Este ano, a brasileira, que coleta matéria-prima em deadstocks (estoques mortos) do Brás com catadores de lixo e em brechós, foi convidada para participar da London Fashion Week 2022, dois meses antes do evento.

"Foi uma loucura! Tive que comandar uma equipe a distância e contar com pessoas que não conhecia", relembra. A locação, por exemplo, foi encontrada três dias antes do desfile, e como as modelos mudaram, foi necessário improvisar muito do que foi levado - um acervo de 150 peças - para adaptar no corpo delas.

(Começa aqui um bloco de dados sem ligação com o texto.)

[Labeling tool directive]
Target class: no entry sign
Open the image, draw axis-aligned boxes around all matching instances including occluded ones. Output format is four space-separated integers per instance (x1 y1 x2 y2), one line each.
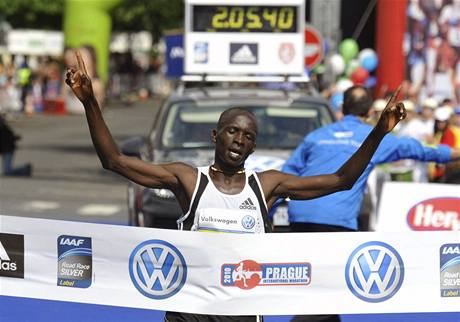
304 25 324 69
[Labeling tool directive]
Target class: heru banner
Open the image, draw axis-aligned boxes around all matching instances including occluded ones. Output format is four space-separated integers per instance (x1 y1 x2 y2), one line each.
0 216 460 315
376 182 460 234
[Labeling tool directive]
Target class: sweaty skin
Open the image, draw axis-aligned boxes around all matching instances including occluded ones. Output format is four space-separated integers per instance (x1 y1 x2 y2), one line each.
66 51 406 224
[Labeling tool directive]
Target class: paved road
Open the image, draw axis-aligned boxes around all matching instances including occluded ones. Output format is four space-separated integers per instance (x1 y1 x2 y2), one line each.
0 99 160 224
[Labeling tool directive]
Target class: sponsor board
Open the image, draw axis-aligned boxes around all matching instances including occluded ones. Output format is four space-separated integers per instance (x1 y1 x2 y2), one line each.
221 260 311 290
129 239 187 300
278 42 295 64
345 241 404 303
193 41 209 64
407 197 460 231
378 181 460 232
440 244 460 297
0 233 24 278
230 43 259 65
57 235 93 288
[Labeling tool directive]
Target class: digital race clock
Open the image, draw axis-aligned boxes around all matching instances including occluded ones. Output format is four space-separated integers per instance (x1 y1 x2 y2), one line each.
192 5 297 33
184 0 305 75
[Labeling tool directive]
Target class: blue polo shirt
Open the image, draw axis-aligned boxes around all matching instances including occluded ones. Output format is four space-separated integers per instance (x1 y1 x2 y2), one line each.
282 115 451 230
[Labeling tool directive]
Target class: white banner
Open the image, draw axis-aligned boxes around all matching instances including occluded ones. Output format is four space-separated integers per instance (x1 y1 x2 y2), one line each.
0 216 460 315
376 182 460 231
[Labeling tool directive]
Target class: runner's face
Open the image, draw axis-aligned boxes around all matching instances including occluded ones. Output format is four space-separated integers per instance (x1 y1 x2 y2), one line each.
213 114 257 168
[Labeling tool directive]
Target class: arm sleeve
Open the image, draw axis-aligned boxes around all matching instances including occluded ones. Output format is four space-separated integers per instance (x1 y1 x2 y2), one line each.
281 135 313 175
374 134 451 163
441 129 455 146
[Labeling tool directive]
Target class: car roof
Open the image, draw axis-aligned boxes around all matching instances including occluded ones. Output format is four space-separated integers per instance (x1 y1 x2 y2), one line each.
165 85 327 105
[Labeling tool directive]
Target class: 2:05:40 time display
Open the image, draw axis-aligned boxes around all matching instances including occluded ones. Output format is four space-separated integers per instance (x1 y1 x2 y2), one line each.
192 5 297 33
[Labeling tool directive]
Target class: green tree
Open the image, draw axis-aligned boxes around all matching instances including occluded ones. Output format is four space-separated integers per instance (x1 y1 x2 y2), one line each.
0 0 64 30
112 0 184 42
0 0 184 42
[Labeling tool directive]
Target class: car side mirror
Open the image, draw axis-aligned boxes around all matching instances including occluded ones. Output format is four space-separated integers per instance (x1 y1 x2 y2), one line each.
120 136 146 158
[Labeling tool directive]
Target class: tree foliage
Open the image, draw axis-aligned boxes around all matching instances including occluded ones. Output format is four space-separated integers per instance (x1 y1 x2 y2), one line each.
0 0 64 30
112 0 184 42
0 0 184 41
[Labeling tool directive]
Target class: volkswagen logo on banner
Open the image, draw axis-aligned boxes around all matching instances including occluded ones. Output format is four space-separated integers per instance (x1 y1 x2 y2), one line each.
129 239 187 300
345 241 404 302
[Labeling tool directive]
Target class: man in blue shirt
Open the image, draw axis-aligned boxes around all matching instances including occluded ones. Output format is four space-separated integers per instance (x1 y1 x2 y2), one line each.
282 86 459 322
282 86 459 232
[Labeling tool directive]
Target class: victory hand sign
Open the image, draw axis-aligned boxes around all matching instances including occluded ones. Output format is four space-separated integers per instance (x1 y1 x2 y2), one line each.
376 86 406 133
65 50 94 103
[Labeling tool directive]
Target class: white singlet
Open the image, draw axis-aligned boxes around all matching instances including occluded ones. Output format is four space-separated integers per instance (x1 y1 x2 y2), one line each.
177 167 270 234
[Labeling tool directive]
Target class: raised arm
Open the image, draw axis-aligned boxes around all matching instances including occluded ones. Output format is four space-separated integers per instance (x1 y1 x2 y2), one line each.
261 88 406 202
66 51 196 199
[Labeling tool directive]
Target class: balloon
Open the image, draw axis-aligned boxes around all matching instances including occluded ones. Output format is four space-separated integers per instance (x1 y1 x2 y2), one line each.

"Foi incrível que fui notada e com certeza o evento foi um desafio enorme, onde dei tudo de mim. A arte é autodidata e podemos sempre inspirar alguém. Com isso vem as responsabilidades e os calos que qualquer artista enfrenta ao ir num caminho não tão convencional." Depois da London Fashion Week, ela participou de sessões de fotos e reuniões de negócio em Paris.

A estilista recebeu apoio financeiro e estrutural da Riachuelo, que disponibilizou retalhos de tecidos. Com o fim da sua participação na Semana de Moda, que aconteceu no dia 20 de setembro, Jheni fez uma exposição de cinco peças na vitrine da Riachuelo da Paulista e, em breve, ela conta que um documentário vem por aí.

Hoje, a estilista afirma que está aprendendo que ser independente é criar o caminho junto com o sonho. "Não se pode esperar muita coisa, é preciso pôr em prática. Meu sonho é fazer arte para exposições, galerias, museus, etc."